Graham examines immigration proposals centered on Trump's signature issue. Ken Cuccinelli, a former Trump official, proposes abolishing the Department of Homeland Security and creating a single border-focused agency. The plan envisions an authority modeled on Title 42, the pandemic-era public-health measure used to expel migrants without asylum proceedings, triggered by a declaration of lost border control. Active-duty military would be deployed for border arrests. The plan would strip Temporary Protected Status, deportation protection for people from crisis-stricken countries, from roughly 850,000 people. It would also expand expedited removal beyond the current hundred-mile border zone and eliminate protections preventing arrests by Immigration and Customs Enforcement (ICE) at schools, hospitals, and churches. Graham highlights the tension between mass deportation and Trump's economic promises, noting that removing immigrant workers could hobble agriculture and construction.

The economics chapters reveal the deepest divisions in the Trump coalition, containing dueling essays on protectionism and free trade. The plan proposes simplifying taxes to two brackets and eventually shifting to a consumption tax, which Graham notes would be far more regressive. The plan targets Big Tech with proposals to narrow Section 230, the law shielding online platforms from liability for user-generated content. Anti-poverty programs would be sharply cut, and the Federal Reserve would face reduced powers, with the long-term goal being its elimination in favor of a gold standard or free banking, options Graham calls destabilizing.

On energy and the environment, Graham describes the plan as a dispatch from an alternate world that ignores scientific consensus on climate change. It calls for abandoning virtually all federal climate efforts while maximizing fossil fuel production. Proposals include the wholesale privatization of the National Oceanic and Atmospheric Administration (NOAA), whose weather forecasts millions depend on. The Environmental Protection Agency (EPA) would retreat from controlling PFAS "forever chemicals," enforcing the Clean Water Act, and protecting endangered species.
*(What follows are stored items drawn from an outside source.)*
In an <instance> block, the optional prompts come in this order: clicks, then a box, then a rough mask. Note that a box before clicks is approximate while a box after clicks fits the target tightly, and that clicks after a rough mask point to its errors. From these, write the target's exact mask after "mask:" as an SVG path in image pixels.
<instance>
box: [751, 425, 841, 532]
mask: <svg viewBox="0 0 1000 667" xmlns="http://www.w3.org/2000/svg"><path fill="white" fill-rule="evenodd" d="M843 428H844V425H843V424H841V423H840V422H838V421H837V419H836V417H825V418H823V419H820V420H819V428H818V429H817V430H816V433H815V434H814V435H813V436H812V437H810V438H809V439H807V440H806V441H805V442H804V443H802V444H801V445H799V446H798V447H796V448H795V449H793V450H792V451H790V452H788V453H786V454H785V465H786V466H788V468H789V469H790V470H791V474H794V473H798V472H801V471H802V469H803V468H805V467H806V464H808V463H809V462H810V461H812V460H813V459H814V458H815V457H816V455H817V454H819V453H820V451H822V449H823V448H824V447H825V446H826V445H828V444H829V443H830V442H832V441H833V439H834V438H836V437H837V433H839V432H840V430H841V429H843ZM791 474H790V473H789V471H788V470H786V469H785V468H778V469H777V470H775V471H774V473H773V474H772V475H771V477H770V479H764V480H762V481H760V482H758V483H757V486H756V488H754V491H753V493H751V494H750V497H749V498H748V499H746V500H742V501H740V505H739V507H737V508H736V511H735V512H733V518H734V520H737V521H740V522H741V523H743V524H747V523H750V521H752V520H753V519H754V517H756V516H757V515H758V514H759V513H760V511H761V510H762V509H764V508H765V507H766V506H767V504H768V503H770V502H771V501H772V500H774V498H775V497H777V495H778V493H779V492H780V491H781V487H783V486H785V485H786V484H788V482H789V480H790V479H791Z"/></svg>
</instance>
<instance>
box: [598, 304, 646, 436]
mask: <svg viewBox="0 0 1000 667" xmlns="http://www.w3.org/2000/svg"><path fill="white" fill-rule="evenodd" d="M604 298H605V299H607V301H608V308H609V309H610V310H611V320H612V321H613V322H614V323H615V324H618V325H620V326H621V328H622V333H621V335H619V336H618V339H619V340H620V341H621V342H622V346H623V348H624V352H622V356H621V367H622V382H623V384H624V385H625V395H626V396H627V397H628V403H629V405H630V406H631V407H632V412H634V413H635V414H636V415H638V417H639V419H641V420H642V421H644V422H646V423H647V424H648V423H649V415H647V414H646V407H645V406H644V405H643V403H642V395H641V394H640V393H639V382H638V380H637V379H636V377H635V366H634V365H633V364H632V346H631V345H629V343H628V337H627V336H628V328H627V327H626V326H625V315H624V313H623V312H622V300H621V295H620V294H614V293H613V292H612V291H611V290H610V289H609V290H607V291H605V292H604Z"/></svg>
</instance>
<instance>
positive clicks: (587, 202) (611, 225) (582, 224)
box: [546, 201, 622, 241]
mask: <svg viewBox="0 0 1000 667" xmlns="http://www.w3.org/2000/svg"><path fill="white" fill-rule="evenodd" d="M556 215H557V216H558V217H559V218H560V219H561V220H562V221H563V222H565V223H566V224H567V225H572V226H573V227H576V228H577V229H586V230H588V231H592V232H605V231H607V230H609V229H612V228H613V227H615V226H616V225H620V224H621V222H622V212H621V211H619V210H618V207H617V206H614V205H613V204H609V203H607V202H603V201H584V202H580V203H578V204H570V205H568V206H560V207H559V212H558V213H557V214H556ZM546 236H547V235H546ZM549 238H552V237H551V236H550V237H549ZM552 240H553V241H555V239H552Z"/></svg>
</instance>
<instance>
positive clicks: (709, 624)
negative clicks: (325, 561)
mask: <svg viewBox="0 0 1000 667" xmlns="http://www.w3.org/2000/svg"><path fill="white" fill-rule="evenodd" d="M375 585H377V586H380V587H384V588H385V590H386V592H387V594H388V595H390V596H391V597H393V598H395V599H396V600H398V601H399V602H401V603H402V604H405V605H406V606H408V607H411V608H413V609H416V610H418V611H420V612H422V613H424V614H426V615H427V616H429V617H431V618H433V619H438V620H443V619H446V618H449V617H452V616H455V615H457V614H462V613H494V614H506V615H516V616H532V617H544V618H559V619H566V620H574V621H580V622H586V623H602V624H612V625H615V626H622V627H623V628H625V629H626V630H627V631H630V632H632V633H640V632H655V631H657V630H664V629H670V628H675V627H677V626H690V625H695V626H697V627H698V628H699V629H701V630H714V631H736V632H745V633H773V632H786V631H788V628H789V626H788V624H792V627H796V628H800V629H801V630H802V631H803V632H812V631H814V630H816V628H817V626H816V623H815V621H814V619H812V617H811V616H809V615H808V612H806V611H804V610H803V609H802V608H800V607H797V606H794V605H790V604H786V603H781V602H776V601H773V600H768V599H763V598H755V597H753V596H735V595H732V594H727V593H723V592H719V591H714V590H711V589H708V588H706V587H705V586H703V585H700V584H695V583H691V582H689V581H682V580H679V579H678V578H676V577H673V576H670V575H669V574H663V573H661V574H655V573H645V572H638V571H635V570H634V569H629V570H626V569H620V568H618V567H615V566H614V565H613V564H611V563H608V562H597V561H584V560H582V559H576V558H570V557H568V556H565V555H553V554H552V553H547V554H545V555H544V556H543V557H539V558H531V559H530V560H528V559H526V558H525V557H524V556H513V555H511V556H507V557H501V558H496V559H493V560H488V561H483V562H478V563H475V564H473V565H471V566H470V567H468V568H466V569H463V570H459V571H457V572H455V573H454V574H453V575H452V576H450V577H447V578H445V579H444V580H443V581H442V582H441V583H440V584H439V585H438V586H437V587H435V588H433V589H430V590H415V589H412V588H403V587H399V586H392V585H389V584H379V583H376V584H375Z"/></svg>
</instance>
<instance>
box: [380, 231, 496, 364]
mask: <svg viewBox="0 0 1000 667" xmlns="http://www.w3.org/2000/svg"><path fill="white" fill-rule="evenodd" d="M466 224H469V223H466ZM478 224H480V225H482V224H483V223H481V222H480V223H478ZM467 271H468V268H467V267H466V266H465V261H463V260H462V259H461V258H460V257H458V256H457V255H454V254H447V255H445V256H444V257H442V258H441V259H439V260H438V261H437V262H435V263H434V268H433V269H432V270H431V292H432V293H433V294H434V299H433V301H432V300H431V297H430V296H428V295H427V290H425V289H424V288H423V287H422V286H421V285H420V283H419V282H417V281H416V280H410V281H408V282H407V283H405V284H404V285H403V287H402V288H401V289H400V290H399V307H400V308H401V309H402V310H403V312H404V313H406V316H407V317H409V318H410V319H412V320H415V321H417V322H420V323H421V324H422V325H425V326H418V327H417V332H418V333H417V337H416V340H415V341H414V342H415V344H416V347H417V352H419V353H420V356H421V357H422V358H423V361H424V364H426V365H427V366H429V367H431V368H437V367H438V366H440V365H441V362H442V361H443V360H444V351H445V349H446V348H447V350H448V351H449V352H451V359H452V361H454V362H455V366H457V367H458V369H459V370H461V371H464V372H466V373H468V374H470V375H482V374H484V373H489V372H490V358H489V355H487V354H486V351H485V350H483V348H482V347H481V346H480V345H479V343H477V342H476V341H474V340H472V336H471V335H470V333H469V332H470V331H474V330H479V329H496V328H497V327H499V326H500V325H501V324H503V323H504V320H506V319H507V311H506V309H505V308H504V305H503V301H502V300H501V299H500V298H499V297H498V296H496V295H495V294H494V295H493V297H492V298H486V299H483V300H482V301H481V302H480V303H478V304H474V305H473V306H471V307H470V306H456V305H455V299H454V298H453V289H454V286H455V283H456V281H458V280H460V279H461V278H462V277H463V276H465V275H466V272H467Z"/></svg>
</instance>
On foreign policy, the authors envision containing China while purging progressivism from the national security establishment. Christopher Miller, a former acting defense secretary, calls China the most significant danger to American security. Graham compares the proposed ideological purge to the McCarthy era. Vought proposes replacing National Security Council detailees, staff temporarily assigned from other agencies, with personnel aligned to presidential priorities. Tensions exist between the plan and Trump, especially on Russia: The plan insists Putin's invasion of Ukraine is unjust, while Trump has not always concurred. Graham concludes that Project 2025 represents not the end of elections but the quiet internal collapse of democratic systems through consolidated power, eroded checks and balances, and the removal of anyone who might object.